Consider an application with a contract deployed (let's use the deposit contract application example
again 0x0000...05Fa
). A program talks to the node to find tranasctions that involve the contract.
query: eth_addressesPerBlock(block_number)
returns: [address_1, address_2, 0x0000...05Fa, address_3, ...]
This is a binary result (the application was invovled somewhere in the block) and now every transaction must be interrogated.
Alternatively, the transaction index could also be returned:
query: eth_addressesPerBlock(block_number)
returns: [(address_1, index_a), (address_2, index_b), (0x0000...05Fa, index_c), (address_3, index_d), ...]
Now it is clear that transaction with index_c must be examined to get useful information to display.
This is a lot of information that is very clearly the is not useful to the program creating the interface for the user. Many addresses are completely irrelevant (there will often be many addresses appear per transaction, and can be ~50-200 transactions per block).
As transaction with index_c can be re-executed, this re-execution will reveal addresses that have interacted with the contract (e.g., making a deposit). Some applications have multiple addresses all in one (such as multi-sends to different participants). The transaction trace contains all this information.

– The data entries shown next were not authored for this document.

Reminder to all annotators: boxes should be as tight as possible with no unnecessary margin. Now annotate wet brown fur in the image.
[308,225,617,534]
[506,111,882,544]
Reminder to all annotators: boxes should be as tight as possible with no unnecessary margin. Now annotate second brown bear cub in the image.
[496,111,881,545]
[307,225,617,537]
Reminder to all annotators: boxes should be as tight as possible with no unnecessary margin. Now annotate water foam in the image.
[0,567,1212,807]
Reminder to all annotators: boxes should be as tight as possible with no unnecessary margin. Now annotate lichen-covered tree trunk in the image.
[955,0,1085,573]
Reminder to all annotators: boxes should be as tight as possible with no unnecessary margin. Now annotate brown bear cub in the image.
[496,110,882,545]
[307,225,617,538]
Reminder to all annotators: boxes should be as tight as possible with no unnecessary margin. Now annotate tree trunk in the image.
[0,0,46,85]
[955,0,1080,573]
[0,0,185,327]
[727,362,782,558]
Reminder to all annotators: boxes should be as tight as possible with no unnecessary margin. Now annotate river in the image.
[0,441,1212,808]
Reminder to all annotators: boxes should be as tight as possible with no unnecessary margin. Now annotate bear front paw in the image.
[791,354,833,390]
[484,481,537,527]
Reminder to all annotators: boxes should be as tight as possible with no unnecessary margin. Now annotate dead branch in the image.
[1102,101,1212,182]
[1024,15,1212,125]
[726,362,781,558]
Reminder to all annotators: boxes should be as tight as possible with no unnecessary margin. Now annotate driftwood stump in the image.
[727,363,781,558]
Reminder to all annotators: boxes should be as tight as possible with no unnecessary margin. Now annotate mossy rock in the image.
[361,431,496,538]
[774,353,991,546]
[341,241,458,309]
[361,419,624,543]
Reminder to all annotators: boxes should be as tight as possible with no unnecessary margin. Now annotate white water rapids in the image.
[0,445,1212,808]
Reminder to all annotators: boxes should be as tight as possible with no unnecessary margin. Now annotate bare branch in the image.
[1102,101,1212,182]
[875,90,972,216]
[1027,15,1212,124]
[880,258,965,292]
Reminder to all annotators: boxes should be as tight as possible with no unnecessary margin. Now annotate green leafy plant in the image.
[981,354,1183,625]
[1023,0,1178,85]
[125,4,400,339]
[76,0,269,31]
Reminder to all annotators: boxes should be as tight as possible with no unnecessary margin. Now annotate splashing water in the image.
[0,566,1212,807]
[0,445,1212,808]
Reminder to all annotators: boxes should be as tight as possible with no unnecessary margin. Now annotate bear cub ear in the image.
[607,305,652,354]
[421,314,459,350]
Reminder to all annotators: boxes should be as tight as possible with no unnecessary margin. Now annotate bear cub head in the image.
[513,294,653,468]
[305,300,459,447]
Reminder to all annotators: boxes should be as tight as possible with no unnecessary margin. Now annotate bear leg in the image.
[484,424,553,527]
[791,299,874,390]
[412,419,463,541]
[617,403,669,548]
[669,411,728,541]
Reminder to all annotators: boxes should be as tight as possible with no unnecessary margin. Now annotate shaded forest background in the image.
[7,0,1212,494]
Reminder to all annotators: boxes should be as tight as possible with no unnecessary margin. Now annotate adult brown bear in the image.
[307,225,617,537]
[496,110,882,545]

So even though the method returns the addresses of users who interacted with the contract in transaction index_c, their discovery actually comes from inspecting that contract. There will be opcodes (e.g., CALL) whose subjects are the addresses that are the users of that protocol.
Queries for user-centric applications start with the premise: we are interested in activity related to the address of the user/contract.
It is therefore not fruitful to start by looking for all addresses that appear in a block. It is mostly extraneous or redundant work. For a full explorer that seeks to display everything that happened in a block, one must re-execute the block and parse the opcodes to find meaning. For example, batch ether transfers using the CALL opcode to dozens of EOAs in a single transaction. Tracing the transaction is likely the only way to correctly gain meaning from such a transaction, and so the eth_addressesPerBlock method is redundant (the addresses are present on the stack in the trace for each CALL).
The low utility for a user is also made clear when considering past blocks. A user likely does not know which block they should be interested in, but eth_addressesPerBlock either requires this knowledge, and so implies it should be called for all blocks.
In other words, applications can be described as having one of three patterns:
- General user wallet display
- One call: Here is my address, show me where to go next (which tx to trace)
- General application display
- One call: Here is the contract address, show me where to go next
- Single user, single application display
- Two calls
- Here is my address
- Here is the application contract address (or addresses)
- The intersection of the two results is where to go next
- Two calls
eth_getAddressAppearances
satisfies all these patterns efficiently, and includes the provision
to limit queries to a range of blocks.